The ABA on piracy: better laws; fewer lawsuits; protect the web
Last week, the American Bar Association (ABA), a membership organization that represents lawyers in the United States, released a white paper addressing online piracy and counterfeiting. As reported by Rob Stott on the Associations Now web site:
... the American Bar Association thinks the entertainment industry needs to change course in how it’s combating offenders. In a new white paper [PDF] released earlier this month by the ABA Section of Intellectual Property Law (IPL), the group urged the entertainment industry and ABA’s 400,000-lawyer membership to stop moving forward with online file-sharing lawsuits against individual consumers, calling the practice costly and bad for public relations.
The white paper calls upon the U.S. Congress to enact legislation that would better protect intellectual property rights against international threats.

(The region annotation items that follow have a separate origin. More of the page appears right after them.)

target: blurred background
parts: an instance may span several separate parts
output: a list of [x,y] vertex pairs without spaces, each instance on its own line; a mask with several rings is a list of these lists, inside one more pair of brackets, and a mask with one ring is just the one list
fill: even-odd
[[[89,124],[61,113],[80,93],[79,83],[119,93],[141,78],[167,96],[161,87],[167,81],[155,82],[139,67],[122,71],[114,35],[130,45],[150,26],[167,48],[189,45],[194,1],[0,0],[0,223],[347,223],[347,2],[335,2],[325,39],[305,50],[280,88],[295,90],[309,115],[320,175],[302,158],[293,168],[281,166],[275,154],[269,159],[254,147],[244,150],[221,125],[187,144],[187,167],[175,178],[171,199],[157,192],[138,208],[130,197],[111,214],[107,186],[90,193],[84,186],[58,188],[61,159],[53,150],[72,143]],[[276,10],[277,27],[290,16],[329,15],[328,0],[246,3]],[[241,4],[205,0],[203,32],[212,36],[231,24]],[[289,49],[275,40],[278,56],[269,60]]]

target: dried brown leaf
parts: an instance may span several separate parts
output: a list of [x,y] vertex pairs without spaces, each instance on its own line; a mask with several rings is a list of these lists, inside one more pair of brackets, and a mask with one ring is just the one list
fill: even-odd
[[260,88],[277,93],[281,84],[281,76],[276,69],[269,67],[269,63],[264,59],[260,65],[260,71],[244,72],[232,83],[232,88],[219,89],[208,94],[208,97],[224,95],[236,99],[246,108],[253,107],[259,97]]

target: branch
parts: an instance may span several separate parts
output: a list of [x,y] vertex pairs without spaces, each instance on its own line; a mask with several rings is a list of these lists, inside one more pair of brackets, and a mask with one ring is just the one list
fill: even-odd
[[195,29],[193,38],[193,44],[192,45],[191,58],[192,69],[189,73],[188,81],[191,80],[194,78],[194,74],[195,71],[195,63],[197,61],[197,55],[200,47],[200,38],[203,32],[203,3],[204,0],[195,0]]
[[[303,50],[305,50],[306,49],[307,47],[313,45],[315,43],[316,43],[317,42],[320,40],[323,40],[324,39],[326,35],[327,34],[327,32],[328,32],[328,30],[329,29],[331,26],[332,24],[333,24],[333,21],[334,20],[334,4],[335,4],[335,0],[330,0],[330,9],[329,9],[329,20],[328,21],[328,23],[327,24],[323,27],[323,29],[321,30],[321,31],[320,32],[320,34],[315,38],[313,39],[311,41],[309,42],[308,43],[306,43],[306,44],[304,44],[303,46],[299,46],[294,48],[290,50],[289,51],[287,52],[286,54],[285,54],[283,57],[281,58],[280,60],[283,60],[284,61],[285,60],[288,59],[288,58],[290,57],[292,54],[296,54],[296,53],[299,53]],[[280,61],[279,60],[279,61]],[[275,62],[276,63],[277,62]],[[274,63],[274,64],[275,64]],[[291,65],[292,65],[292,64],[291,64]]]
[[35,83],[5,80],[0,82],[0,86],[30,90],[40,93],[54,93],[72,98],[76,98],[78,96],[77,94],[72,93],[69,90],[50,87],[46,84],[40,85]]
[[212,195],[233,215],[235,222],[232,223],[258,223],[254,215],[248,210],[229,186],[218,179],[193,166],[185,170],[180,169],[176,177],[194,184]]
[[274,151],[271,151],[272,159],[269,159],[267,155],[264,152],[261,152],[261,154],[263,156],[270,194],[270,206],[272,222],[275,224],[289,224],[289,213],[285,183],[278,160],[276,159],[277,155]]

Interestingly, it also "urges U.S. lawmakers to seek input from relevant stakeholders and to balance the respective interests and responsibilities of rights holders, Internet businesses, and Internet users."
The white paper calls for changes, but cautions against any efforts that would:
- Expand or contract existing IP rights
- Impede free speech and expression
- Restrict the future growth of the Internet
- Stifle legitimate innovations in the structure and/or functionality of the Internet
[This bulleted list is taken verbatim from a summary provided by the association.]

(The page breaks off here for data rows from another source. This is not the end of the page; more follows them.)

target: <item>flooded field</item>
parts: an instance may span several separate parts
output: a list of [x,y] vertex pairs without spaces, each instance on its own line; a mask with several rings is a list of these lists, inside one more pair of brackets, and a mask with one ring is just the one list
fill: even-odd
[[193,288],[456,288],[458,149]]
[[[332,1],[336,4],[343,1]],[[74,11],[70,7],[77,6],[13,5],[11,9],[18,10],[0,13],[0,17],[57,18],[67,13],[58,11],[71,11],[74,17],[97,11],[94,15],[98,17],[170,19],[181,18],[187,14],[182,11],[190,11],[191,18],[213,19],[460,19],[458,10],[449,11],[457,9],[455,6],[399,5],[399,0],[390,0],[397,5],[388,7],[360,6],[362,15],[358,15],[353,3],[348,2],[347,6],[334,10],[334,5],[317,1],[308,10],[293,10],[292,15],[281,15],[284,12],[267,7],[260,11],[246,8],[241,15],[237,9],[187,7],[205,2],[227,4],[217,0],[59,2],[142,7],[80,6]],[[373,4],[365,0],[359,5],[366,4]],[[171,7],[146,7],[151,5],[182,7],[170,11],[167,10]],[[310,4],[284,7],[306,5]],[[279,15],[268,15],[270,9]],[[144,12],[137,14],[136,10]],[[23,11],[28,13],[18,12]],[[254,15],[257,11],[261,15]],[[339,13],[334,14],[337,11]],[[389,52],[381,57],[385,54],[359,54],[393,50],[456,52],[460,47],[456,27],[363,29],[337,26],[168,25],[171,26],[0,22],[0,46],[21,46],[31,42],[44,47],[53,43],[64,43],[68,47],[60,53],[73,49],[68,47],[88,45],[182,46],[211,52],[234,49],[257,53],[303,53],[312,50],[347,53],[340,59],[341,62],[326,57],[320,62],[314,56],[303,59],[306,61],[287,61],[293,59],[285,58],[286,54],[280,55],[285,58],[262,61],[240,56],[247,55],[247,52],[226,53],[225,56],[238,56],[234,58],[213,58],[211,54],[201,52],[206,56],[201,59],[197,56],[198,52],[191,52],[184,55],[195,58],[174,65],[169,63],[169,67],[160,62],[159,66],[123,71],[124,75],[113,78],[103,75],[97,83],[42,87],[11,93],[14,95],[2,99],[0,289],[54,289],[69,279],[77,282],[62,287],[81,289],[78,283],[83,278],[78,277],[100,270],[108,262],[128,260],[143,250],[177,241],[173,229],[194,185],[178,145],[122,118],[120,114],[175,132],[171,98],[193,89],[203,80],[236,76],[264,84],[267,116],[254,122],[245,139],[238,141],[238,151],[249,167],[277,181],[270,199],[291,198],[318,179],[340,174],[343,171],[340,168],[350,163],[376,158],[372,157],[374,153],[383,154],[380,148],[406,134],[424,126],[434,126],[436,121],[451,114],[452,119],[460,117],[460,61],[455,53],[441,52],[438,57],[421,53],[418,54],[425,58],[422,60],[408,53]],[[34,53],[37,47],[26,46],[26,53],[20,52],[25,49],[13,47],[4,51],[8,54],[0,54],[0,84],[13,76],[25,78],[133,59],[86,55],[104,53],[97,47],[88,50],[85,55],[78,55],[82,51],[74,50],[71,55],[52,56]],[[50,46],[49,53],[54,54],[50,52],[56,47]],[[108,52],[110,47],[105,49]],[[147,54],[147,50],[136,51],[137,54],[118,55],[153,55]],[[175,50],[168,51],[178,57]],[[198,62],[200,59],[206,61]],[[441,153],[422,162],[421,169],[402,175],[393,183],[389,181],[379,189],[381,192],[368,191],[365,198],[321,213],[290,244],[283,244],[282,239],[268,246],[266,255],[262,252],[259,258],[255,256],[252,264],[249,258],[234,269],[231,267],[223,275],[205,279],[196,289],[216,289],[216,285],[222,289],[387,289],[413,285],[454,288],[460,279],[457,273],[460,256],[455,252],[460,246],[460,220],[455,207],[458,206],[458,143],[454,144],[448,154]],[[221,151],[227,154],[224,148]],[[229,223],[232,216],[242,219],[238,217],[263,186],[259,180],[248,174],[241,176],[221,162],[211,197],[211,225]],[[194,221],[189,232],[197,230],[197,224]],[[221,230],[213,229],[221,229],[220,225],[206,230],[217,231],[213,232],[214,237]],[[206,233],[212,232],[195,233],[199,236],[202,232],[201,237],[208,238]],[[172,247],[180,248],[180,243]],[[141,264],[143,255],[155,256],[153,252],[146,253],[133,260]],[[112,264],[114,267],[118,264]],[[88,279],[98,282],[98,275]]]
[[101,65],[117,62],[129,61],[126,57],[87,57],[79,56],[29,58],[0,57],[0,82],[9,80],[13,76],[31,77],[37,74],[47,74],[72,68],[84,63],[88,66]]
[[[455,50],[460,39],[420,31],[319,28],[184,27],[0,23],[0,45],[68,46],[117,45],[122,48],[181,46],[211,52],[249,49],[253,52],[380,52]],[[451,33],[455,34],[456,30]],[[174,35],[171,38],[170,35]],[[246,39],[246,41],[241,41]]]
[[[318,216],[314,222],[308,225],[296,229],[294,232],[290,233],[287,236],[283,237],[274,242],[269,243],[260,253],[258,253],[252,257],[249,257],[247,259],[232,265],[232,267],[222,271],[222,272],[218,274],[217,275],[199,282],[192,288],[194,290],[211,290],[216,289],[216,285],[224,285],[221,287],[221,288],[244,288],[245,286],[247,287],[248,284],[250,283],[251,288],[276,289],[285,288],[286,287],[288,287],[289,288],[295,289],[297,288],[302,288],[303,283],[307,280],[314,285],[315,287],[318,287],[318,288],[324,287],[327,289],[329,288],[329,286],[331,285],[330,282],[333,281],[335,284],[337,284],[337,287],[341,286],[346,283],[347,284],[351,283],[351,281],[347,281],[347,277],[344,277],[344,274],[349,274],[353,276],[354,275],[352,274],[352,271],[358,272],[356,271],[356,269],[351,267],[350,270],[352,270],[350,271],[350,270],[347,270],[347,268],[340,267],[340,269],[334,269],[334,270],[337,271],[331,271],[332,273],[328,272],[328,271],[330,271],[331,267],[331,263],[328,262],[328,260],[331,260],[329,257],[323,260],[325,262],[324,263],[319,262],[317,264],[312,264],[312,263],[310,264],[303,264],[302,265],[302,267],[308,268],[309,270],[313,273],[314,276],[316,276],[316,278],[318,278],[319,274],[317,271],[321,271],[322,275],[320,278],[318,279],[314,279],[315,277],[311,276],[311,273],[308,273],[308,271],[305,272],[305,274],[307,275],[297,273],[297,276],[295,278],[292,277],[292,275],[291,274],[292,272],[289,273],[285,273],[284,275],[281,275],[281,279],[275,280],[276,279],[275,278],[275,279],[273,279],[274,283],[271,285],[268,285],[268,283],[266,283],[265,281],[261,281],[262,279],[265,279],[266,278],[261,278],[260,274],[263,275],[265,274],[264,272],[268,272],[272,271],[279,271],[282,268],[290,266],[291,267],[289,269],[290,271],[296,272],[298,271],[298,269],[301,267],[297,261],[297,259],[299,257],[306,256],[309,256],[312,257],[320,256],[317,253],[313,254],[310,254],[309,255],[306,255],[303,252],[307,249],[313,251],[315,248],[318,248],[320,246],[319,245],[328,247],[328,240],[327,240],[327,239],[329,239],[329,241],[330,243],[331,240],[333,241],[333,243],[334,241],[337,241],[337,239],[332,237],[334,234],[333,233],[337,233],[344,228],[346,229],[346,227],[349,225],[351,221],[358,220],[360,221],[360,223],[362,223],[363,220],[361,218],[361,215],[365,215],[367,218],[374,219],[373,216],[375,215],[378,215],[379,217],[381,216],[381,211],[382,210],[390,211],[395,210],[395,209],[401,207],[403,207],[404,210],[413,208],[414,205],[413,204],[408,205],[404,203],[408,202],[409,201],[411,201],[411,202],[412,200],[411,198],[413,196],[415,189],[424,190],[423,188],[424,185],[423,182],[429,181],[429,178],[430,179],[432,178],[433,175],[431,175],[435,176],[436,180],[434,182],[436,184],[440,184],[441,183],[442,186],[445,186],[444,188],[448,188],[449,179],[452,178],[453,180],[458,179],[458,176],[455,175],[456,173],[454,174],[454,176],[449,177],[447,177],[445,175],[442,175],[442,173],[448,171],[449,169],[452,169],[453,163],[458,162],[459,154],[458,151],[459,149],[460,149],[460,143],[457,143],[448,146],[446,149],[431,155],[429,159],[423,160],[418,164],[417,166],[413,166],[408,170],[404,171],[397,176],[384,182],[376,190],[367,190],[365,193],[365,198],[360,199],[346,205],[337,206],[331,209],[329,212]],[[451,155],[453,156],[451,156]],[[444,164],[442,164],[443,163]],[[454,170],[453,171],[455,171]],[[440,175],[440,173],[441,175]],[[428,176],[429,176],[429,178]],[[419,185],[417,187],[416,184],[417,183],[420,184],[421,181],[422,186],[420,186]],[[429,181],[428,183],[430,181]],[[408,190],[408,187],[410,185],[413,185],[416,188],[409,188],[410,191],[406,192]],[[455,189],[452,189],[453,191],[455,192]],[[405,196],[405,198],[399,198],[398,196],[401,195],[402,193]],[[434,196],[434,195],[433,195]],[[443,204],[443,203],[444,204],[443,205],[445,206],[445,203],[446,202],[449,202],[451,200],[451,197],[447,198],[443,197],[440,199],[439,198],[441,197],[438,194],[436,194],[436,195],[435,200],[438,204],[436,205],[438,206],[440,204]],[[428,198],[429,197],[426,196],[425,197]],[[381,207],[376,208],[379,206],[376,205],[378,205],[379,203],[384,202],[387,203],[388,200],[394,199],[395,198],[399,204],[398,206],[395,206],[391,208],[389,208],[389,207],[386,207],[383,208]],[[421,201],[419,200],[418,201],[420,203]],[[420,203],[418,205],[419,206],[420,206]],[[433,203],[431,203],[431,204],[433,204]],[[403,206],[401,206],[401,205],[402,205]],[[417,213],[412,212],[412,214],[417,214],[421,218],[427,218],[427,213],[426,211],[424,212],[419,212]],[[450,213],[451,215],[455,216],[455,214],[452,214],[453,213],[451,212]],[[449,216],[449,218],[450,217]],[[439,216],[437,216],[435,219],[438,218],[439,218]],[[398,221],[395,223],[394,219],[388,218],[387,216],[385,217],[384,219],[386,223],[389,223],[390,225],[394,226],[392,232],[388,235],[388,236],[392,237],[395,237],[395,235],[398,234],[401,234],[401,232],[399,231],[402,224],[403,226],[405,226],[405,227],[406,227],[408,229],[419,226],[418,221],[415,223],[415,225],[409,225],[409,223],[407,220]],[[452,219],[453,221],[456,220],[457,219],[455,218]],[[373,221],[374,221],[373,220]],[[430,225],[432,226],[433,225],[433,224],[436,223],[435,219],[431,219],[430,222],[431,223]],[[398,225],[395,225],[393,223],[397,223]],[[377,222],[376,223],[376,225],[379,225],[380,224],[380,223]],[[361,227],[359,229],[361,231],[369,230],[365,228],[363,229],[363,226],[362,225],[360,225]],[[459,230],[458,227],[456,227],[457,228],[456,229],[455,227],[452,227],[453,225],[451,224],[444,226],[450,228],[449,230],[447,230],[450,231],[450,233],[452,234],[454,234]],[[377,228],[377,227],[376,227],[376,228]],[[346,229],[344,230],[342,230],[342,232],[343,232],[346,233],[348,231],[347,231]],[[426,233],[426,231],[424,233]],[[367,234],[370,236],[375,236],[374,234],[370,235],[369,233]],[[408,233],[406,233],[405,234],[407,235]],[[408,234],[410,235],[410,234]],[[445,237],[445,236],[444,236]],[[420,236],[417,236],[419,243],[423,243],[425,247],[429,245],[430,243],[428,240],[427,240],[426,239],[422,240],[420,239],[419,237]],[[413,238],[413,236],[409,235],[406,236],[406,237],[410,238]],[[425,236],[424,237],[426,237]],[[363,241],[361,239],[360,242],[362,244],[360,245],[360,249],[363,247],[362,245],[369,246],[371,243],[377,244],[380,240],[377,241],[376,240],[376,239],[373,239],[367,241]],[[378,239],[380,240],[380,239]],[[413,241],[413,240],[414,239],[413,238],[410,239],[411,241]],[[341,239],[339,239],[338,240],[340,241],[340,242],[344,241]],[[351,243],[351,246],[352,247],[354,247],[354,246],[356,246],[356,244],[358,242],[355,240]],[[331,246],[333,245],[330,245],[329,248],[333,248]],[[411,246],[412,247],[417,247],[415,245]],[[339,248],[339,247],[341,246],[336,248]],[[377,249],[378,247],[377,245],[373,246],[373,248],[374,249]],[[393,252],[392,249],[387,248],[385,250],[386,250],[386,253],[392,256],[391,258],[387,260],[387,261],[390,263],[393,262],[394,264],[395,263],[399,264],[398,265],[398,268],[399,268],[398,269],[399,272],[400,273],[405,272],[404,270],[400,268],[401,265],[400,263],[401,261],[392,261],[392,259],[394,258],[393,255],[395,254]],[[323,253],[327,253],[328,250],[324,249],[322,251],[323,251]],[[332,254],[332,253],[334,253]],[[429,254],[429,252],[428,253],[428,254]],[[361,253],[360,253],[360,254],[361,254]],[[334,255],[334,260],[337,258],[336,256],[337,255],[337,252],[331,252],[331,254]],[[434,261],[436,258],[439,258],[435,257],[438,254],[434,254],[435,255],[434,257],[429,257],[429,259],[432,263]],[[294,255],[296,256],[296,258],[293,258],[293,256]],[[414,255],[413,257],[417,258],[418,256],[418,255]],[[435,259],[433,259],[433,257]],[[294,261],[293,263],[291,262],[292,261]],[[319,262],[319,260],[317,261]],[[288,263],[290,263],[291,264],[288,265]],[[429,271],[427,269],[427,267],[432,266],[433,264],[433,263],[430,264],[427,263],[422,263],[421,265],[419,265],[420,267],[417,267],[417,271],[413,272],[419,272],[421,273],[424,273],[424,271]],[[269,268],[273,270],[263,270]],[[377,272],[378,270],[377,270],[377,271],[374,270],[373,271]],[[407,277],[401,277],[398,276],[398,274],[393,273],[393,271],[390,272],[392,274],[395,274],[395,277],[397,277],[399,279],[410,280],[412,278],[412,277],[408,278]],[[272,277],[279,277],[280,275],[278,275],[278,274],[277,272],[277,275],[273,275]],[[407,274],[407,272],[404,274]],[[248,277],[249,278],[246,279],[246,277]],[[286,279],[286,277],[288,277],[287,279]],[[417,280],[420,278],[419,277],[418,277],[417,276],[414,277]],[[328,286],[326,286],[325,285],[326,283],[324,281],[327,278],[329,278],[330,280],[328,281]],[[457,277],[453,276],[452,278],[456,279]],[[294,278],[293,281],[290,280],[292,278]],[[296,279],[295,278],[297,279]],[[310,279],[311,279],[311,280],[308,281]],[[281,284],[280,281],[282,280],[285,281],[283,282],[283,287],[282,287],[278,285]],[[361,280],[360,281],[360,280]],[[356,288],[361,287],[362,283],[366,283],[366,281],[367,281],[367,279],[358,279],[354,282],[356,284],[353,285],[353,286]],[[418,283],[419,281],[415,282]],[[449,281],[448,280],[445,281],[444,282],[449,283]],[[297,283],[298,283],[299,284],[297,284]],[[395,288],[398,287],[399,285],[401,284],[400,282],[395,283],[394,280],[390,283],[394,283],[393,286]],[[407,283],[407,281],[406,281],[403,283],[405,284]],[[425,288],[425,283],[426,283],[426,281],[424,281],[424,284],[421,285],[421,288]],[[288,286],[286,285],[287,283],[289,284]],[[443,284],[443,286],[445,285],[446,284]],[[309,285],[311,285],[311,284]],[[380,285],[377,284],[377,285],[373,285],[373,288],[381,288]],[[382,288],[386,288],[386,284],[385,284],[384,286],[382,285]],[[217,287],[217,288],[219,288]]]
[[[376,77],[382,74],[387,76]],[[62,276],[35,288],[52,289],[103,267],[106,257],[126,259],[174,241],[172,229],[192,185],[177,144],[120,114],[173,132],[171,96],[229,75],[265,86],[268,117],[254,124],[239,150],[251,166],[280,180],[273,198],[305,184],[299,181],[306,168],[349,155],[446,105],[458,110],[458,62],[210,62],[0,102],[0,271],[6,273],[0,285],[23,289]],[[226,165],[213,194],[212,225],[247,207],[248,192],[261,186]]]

The white paper was published by the Intellectual Property Law section of the ABA, which supports almost four dozen such sections to address the needs of its many members. While there are likely some ABA members who will differ with the report's recommendations, it is encouraging to see an establishment voice taking issue with the notion that prosecuting the public is a viable solution to losses suffered from online piracy.
Even more encouraging: the ABA is making a broad call to protect at least some of those things that make the web a vital part of our lives. It asks for better protections, but not at the cost of the web itself. Here's hoping that more institutional voices will lend their voices to that conversation.
A bit of disclosure: We have consulted with the ABA on two workflow assignments, the more recent ending early in 2010. Neither involved the handling of or policies related to intellectual property. This post is based wholly on publicly available information.